日本では、新入社員に対して不満に思っている理由に、「私用に電話やメールを使っている」という上司の声が多く聞かれる。

 しかし、中国で働いた経験のある人はもっと公私混合している中国人に驚いたことがあるだろう。

 「中国人は、会社の固定電話をまるで自分の家の電話のように使う、長距離や外国にまでかけている人もいる」

 「会社のプリンター機の中のインクなどの部品まで持ち帰る人もいた」

 「ランチ後、数時間休憩をとりに職場を離れる人がいた」

 日本人管理職は彼らの行動を理解できず、憤慨していた。さらに、もっと驚くことに、それを見ている中国人の上司たちは何も注意していない。それどころか上司さえも電話したり、中には会社の中で、昼寝するだけでなく、寝泊りさえしている。

 いったい、なぜ、こんなことが起きるのだろうか?

 それは、平等主義のもとになりたっていた中国企業の形態にある。

国営企業のもとでは
公私の境がわからなくなる

 中国はもともと国有企業が多く存在していた。つまり、中国人のほとんどが国有企業に勤務していた。国がコントロールしている国有企業で働くということは、平等な賃金体系で終身雇用として国有企業に就職するということである。

 実際には国有企業に勤務すればその企業に属する社宅に住み、食事も会社の食堂を利用する。衣食住のうち、食も住むところもすべてその会社から提供されたものを利用するのである。そんな生活の中でどこからどこまでが公でどこからがプライベートなのかがわからなくなるのだ。

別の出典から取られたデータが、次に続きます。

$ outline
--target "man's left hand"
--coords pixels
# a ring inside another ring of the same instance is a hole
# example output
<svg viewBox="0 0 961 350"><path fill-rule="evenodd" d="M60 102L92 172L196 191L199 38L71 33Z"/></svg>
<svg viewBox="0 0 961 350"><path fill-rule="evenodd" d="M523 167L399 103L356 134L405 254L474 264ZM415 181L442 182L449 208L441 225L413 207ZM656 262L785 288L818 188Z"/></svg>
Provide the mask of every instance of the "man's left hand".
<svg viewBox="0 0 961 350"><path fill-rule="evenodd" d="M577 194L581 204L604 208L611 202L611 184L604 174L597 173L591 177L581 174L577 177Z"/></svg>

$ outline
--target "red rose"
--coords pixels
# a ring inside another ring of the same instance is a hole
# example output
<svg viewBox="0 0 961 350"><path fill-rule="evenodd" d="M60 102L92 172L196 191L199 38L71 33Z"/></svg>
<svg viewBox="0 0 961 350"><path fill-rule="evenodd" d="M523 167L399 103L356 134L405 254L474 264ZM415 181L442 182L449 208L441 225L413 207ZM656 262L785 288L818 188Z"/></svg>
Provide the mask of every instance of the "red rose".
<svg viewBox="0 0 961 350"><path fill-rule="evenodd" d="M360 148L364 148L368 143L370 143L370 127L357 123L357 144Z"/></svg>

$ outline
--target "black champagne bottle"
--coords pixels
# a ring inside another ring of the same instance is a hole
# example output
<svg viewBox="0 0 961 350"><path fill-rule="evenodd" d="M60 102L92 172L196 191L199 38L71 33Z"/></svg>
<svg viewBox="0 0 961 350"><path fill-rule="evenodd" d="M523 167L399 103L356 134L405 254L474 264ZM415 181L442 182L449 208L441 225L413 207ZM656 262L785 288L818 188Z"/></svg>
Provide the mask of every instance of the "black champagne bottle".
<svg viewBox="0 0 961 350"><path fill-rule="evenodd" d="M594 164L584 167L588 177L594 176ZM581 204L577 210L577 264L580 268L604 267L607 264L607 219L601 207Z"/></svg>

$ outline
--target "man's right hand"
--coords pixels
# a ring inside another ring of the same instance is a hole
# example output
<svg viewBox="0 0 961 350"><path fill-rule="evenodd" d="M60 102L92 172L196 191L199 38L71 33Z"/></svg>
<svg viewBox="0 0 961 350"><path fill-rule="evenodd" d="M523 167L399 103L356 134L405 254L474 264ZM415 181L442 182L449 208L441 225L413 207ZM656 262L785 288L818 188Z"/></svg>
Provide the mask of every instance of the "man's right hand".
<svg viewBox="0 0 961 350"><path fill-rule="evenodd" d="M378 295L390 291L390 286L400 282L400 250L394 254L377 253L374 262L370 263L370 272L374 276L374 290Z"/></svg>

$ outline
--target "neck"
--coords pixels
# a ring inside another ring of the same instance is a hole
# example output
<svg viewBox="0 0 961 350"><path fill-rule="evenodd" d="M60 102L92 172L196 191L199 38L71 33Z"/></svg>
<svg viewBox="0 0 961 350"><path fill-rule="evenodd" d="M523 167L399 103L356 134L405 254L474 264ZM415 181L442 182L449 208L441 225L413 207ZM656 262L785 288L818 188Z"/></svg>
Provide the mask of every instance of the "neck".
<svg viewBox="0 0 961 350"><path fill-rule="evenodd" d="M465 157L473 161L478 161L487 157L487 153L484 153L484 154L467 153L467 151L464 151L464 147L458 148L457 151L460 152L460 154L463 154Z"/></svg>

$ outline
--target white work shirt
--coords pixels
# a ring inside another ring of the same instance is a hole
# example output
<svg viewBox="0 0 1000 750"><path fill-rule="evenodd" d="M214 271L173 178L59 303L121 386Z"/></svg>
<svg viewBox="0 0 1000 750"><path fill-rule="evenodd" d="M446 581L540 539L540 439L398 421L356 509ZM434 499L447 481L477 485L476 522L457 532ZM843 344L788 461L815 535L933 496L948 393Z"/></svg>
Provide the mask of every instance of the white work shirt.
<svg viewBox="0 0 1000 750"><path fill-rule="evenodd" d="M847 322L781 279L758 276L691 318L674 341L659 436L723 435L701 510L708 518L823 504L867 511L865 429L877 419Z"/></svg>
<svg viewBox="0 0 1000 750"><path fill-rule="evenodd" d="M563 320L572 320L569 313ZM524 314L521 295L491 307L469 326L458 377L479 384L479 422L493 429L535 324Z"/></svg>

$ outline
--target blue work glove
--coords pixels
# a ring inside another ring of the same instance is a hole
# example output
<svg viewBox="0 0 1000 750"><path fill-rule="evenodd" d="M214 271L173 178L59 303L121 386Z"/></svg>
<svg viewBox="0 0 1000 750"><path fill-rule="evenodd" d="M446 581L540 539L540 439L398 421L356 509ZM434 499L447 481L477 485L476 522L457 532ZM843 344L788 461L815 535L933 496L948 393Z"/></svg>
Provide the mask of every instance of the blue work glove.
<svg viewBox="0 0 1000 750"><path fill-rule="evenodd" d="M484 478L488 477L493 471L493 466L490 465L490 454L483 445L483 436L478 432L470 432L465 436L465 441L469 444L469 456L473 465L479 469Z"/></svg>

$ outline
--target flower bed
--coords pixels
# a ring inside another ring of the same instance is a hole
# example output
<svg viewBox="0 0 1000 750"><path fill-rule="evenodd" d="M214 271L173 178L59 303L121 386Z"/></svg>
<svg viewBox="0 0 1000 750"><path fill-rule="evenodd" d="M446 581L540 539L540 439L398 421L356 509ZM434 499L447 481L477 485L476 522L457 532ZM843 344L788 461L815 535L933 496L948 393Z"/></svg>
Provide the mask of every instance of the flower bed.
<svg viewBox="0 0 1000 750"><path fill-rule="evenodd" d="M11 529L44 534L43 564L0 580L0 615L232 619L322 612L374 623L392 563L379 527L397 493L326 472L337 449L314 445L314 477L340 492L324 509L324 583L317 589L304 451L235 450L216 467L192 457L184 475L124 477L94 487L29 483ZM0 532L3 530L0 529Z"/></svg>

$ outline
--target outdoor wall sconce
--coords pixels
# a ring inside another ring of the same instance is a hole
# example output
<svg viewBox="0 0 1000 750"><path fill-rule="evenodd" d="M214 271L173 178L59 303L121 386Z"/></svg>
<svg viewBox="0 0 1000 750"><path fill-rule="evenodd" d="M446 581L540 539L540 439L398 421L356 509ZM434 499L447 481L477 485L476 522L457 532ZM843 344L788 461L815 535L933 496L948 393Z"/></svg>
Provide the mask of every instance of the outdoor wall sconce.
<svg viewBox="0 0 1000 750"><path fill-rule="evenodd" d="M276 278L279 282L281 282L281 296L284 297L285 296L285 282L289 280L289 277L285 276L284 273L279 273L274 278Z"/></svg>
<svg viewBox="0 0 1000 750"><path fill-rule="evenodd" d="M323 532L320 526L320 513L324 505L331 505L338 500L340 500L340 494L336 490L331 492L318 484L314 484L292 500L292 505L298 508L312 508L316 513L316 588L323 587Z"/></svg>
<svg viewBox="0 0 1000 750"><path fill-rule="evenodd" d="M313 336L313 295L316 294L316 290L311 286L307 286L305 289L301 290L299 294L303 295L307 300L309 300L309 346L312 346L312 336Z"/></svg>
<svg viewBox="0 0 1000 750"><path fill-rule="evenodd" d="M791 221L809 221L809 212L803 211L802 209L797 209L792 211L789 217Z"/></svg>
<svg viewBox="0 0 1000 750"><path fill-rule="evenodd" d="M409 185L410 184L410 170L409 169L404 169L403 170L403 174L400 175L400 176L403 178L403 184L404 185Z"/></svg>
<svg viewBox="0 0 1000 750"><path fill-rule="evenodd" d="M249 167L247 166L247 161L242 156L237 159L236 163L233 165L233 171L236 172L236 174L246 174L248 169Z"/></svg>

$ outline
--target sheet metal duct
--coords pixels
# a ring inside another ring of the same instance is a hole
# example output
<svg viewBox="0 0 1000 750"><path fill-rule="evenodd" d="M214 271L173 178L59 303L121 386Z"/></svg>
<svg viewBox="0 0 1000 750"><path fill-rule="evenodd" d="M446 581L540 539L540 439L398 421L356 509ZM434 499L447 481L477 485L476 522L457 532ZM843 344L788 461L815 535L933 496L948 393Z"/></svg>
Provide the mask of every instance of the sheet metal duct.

 たとえば、今でも恋人たちだけでなく、結婚した後の夫婦でさえも夫の社宅と妻の社宅を交代に宿泊している状態である。

 むろん、最近は民間企業も増えたこと、一部の個人がマンションを購入することができるようになったことで事情は少しずつ変わってきている。それでも新婚夫婦で年収も低い場合は社宅を交互に泊まっているのが現状である。

 国有企業に所属している限り、同時に会社の机もいすもホッチキスも鉛筆も何もかもが自分のものであるーという感覚である。

 しかし、それだけではない。公私混合の理由には中国人の働き方、雇用意識の特性もある。